Place the plate in the fridge to chill until you’re ready to cook. No longer than an hour in advance. When I cooked this, it was about 20/30 minutes early while I waited for Sean to come home and worked on desert. While that chills, Step 3 is really all about the other stuff (took everything in my not to say “all about that bass”…but I stayed strong!) like…oh I don’t know…pouring yourself a hella good glass of red wine? YEAH!

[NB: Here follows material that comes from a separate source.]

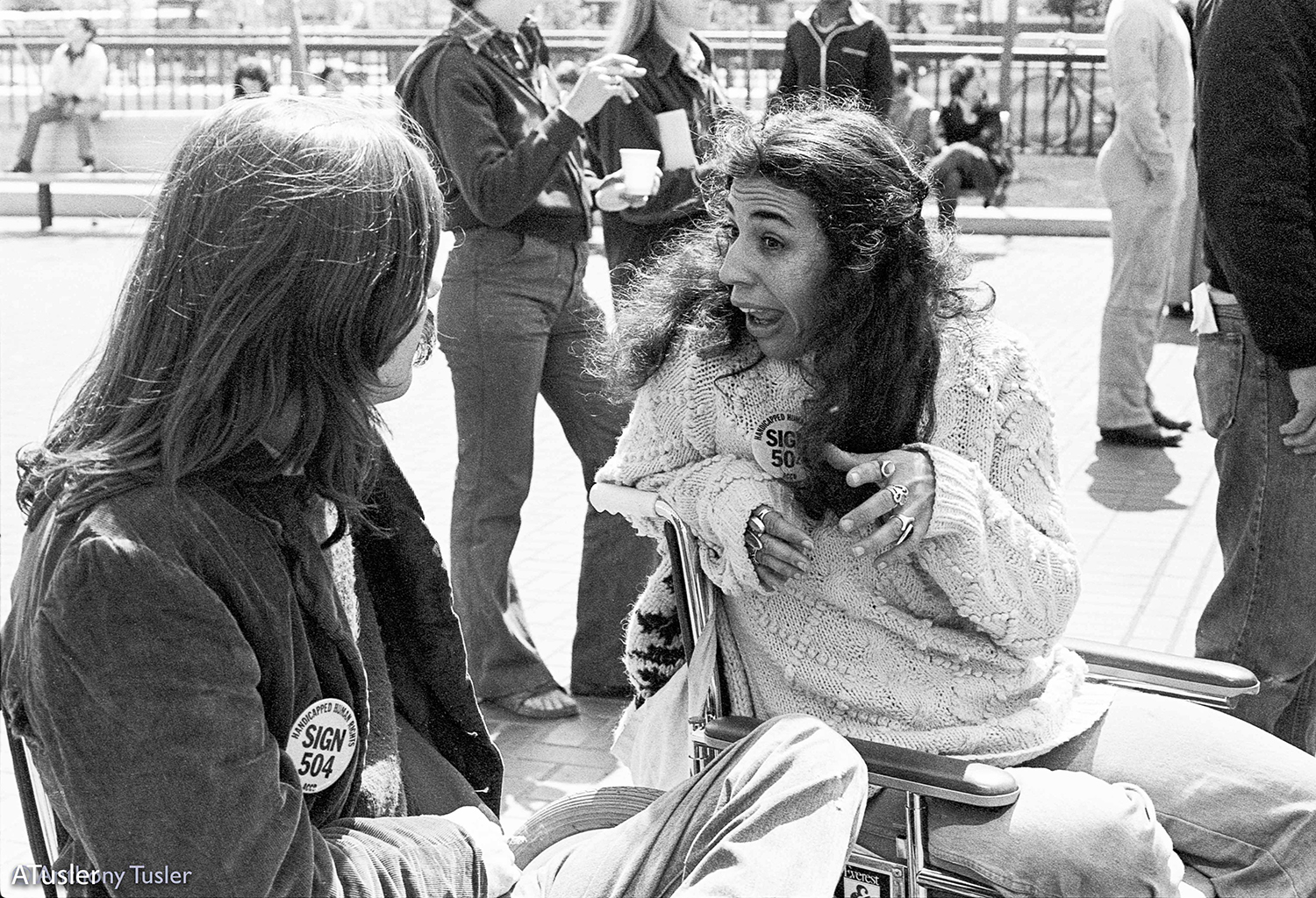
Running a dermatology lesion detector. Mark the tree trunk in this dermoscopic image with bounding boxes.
[289,0,310,96]
[998,0,1019,104]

Quick pause from the recipe to talk about this red blend. Ghost Pines‘ red blend came recommended by a staff member of our neighborhood liquor store, Kwenchers, which has quickly become our favorite place to get wine/beer/scotch (Sean’s a scotchy-scotch guy). I asked for “a nice red blend” and mentioned I usually love Apothic but wanted to try something different for our anniversary dinner. Kwenchers certainly knows good wine, because this recommendation was perfect. As I started to prepare dessert in advance, I took a sip…and it was like a Zack Morris style “time out” where the world stopped for a moment and let me savor its beautiful balance. Anyone else like a good red blend like me? It’s a medium bodied red, similar to Apothic, but slightly less sweet with a dryer finish. It’s absolutely perfect for this kind of dish. Just had to share!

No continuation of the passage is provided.